I don’t understand why today’s LLMs are so large. Some of the smallest models getting coverage sit at 2.7B parameters, but even this seems pretty big to me.

If you need generalizability, I totally get it. Things like chat applications require a high level of semantic awareness, and the model has to respond in a manner that’s convincing enough to its users. In cases where you want the LLM to produce something human-like, it makes sense that the brains would need to be a little juiced up.

That said, LLMs are a whole lot more than just bots we can chat with. There are some domains that have a tightly-scoped set of inputs and require the model to always respond in a similar way. Something like SQL autocomplete is a good example - completing a single SQL query requires a very small context window, and it requires no generalized knowledge of the English language. Structured extraction is similar: you don’t need 2.7B parameters to go from remind me at 7pm to walk the dog to { "time": "7pm", "reminder": "walk the dog" }.
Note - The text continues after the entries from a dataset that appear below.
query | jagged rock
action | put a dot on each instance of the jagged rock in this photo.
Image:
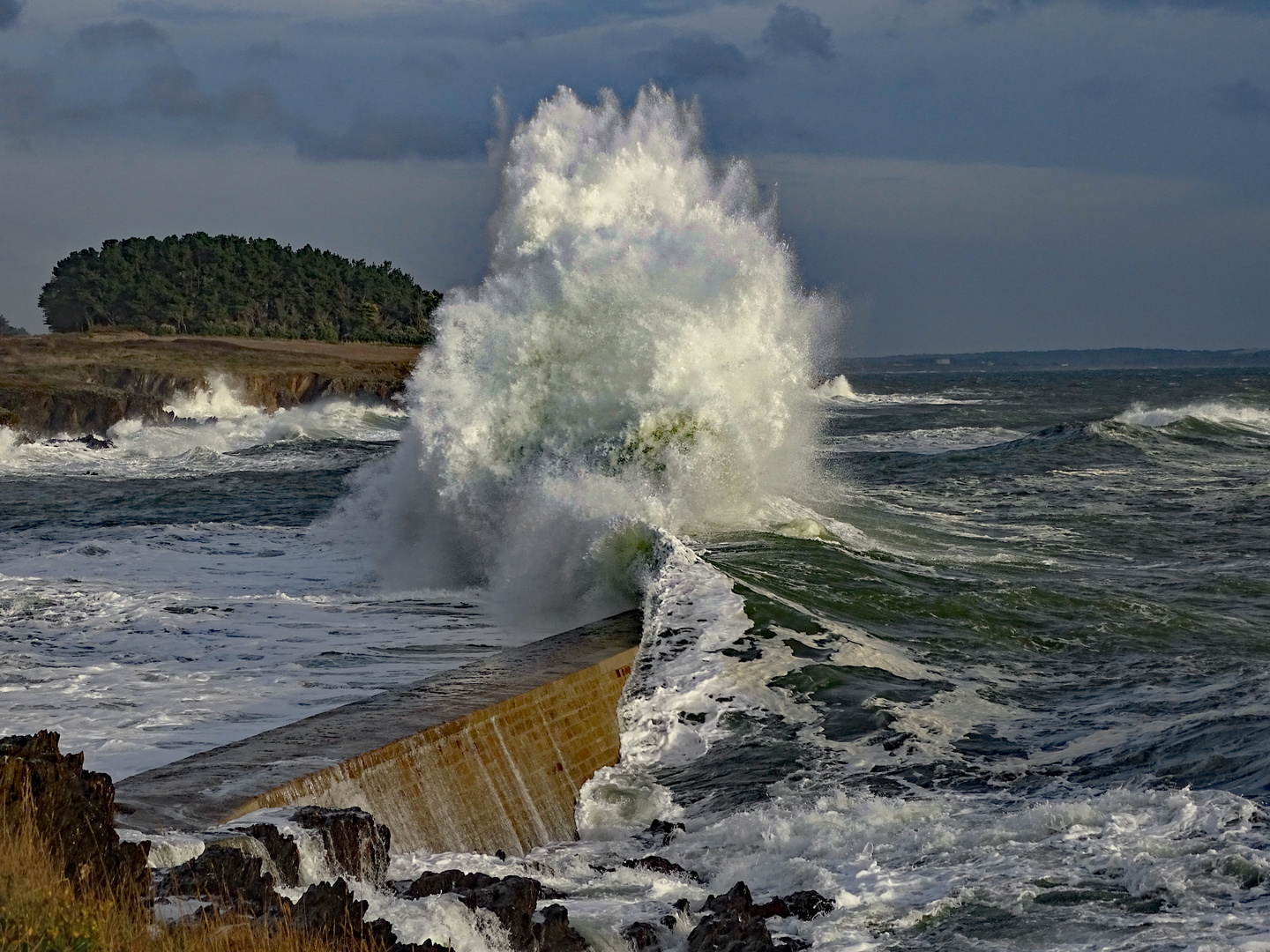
(732, 926)
(663, 866)
(355, 843)
(227, 874)
(282, 851)
(511, 899)
(430, 883)
(808, 904)
(553, 934)
(329, 909)
(72, 809)
(644, 934)
(804, 904)
(666, 830)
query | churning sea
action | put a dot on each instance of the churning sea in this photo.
(997, 678)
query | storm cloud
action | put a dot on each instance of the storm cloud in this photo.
(833, 101)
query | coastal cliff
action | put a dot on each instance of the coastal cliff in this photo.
(84, 383)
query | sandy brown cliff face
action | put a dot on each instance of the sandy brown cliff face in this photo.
(86, 383)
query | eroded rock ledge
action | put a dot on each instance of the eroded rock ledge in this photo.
(84, 383)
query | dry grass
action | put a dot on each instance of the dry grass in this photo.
(41, 913)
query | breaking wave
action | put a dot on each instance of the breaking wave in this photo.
(1213, 412)
(638, 360)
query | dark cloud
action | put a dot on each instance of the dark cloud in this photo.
(9, 11)
(700, 56)
(793, 31)
(175, 93)
(433, 65)
(138, 34)
(1096, 89)
(268, 52)
(1243, 100)
(395, 138)
(1258, 8)
(184, 13)
(22, 100)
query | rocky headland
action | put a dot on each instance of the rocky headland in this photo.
(238, 874)
(81, 383)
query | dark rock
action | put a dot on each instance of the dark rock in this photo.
(331, 911)
(775, 908)
(553, 934)
(224, 874)
(666, 830)
(646, 934)
(282, 851)
(804, 904)
(732, 926)
(72, 810)
(355, 844)
(663, 866)
(430, 883)
(511, 899)
(808, 904)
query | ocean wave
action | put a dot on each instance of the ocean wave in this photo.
(923, 441)
(839, 390)
(210, 433)
(1212, 412)
(639, 355)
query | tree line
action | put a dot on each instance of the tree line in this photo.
(225, 285)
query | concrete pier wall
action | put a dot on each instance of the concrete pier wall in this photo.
(485, 756)
(504, 777)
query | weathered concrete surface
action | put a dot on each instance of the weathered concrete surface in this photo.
(487, 756)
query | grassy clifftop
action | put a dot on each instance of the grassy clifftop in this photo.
(86, 383)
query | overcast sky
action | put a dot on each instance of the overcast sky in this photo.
(964, 175)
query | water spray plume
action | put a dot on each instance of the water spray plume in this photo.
(638, 357)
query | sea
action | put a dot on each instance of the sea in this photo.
(982, 655)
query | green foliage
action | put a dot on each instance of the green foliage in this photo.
(239, 287)
(8, 331)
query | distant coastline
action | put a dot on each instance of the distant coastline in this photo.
(1095, 360)
(84, 383)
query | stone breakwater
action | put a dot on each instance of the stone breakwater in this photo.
(257, 873)
(84, 383)
(488, 756)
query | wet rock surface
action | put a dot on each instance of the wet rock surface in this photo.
(661, 866)
(222, 874)
(282, 851)
(72, 809)
(331, 909)
(554, 934)
(666, 830)
(355, 845)
(512, 900)
(804, 904)
(644, 936)
(733, 923)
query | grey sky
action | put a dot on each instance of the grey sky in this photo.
(966, 175)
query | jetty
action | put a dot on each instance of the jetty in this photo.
(488, 756)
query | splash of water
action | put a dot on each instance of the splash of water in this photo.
(638, 357)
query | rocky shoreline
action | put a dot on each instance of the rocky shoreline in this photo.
(84, 383)
(239, 874)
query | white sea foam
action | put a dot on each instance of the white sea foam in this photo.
(639, 354)
(211, 428)
(923, 441)
(839, 390)
(1209, 412)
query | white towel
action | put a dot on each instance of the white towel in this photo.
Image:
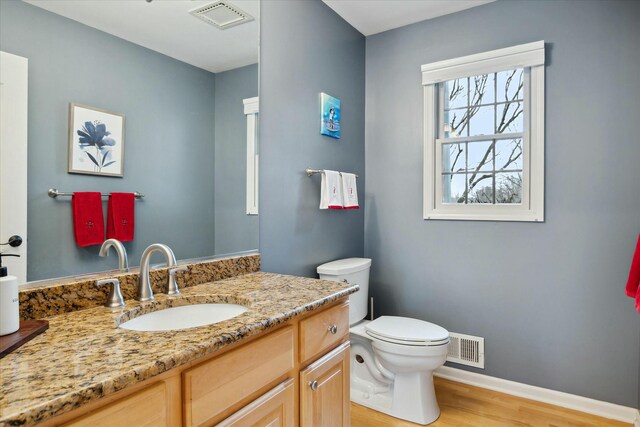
(349, 191)
(331, 190)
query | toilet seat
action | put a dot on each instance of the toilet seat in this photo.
(407, 331)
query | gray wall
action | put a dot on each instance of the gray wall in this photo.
(169, 132)
(235, 230)
(548, 298)
(306, 49)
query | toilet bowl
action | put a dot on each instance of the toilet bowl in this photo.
(392, 358)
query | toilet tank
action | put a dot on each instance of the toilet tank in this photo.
(353, 271)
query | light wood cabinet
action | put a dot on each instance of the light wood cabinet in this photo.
(262, 381)
(323, 331)
(273, 409)
(324, 390)
(214, 386)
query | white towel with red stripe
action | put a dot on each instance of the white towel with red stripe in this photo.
(349, 191)
(331, 190)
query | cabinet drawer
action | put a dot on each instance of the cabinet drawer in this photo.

I say all this because inference is expensive. Not only is it expensive in terms of raw compute - maintaining the infrastructure required to run models also gets pretty complicated. You either end up shelling out money for in-house talent or paying some provider to do the inference for you. In either case, you’re paying big money every time a user types remind me to eat a sandwich.

I think the future will be full of much smaller models trained to do specific tasks. Some tooling to build these already exists, and you can even run them in the browser. This mode of deployment is inspiring to me, and I’m optimistic about a future where 15M params is all you need.